BLANCHARDVILLE — After sitting empty for a year and a half, the halls of what used to be Emberson’s Market are once again filled with the hustle and bustle of daily life as new owners Jim and Diana Kundert put their finishing touches on the property.

The couple purchased the location (200 S. Main Street) at the start of the year and are hoping to reopen its doors as Kundert’s Main Street Market grocery store April 8. 

“We’ve been kind of in the market for doing something like this ever since it closed down,” Jim said. “We see the need for the grocery store.”

When Emberson’s Market closed in 2019, the simple task of grocery shopping became a trek for Blanchardville residents who now needed to travel twenty minutes to find groceries.

“If they don’t have something like this, they have to go to the town over,” Jim said.

Members of the rural community have had one overwhelming reaction to the news of their grocery store returning: excitement.

“It’s been nothing but excitement from the community,” Jim said.

For the small community, the market’s opening means much more than just a place to shop.

“Another thing that we liked when we got the place was to know that we were going to create another job opportunity,” Jim said.

Along with the market, the Kunderts are preparing to turn part of the back section of the building into a seasonal ice cream shop with a later opening date. 

“We like to stay busy,” Jim joked from the store, still in the remodeling process. “We always have some sort of project that we’re doing.”

Though some of the store will be reminiscent of its past days, the Kunderts have welcomed a few changes as well.

“We’re going to go with more of an open concept,” Diana said. Produce will be kept in shorter bins instead of tall refrigerators to give the area a more open and freer feel.

The store’s carpeting was removed and the checkout system updated.

Despite all of the preparation and work involved in getting off the ground, Jim and Diana have remained positive and enthusiastic throughout the process, but they have not done it alone.

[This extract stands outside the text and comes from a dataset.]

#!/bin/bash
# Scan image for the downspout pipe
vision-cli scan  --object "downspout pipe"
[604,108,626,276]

“The renovation process has been amazing, the local support that we’ve had,” Jim said. 

After the pair posted the news of their purchase to Facebook, eight volunteers approached Diana at the Viking Cafe, which she also owns, and offered to help on the weekend. 

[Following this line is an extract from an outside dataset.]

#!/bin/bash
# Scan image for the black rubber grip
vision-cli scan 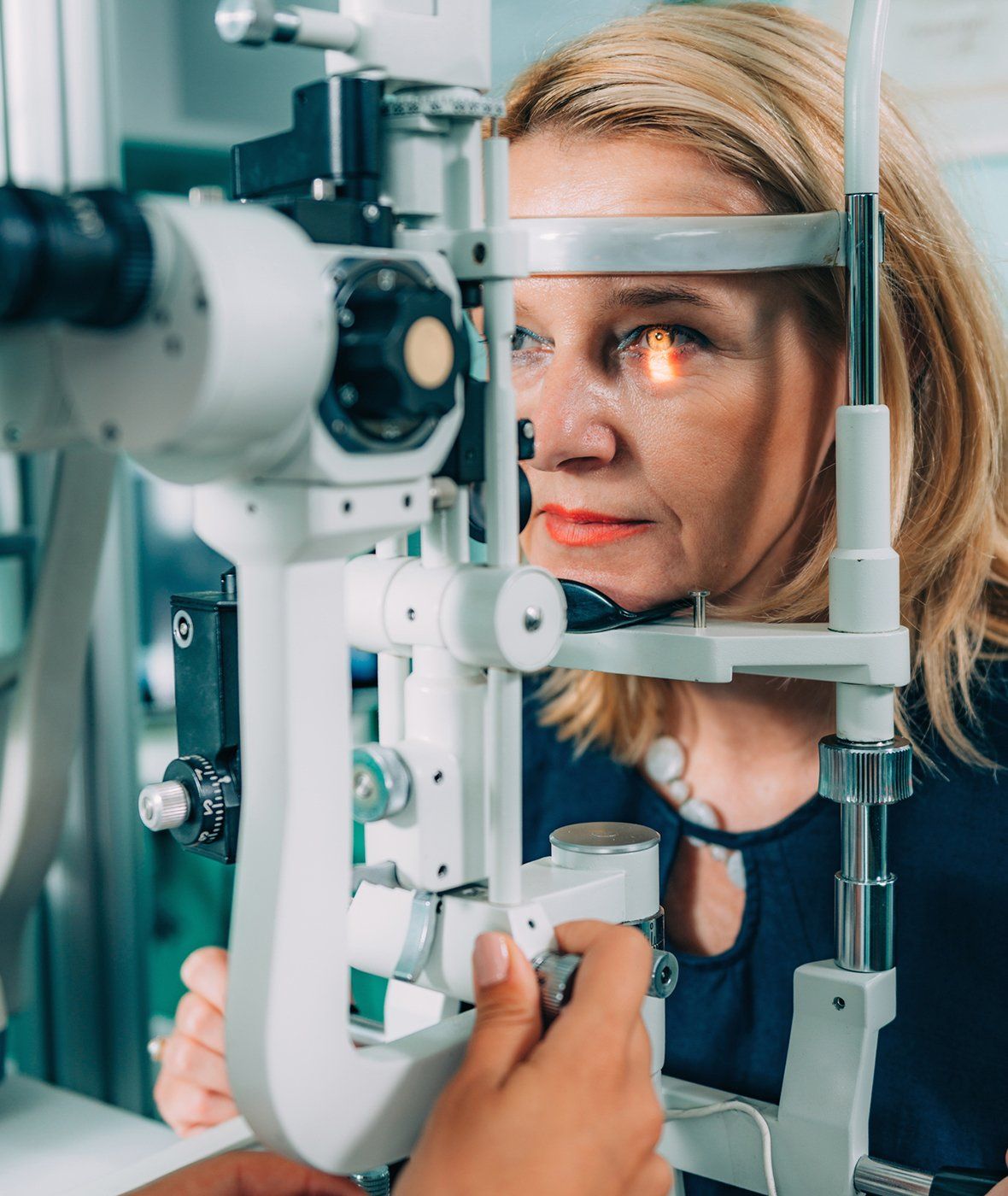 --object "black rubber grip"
[930,1167,1008,1196]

Thirteen volunteers then showed up.

“We’re very lucky to be in a small town because we’ve had a lot of volunteers,” Diana said.

From helping with cleaning and painting to pledging money for the initial inventory purchase, the community has stepped up in every way.

“The village has helped us out a lot also,” Diana said. “I’ll say ‘hey, I just need someone to help me out for ten minutes,’ and they’ll send someone over to help me.”

Though there is still work to be done, the Kunderts are excited to bring groceries back to Blanchardville.

The store will be open 8 a.m.-7 p.m. Monday-Saturday. Sunday hours, as well as details on delivery and curbside pickup, are to be determined yet.

“I think it was probably the last thing on Main Street that makes it complete for the village,” Jim said.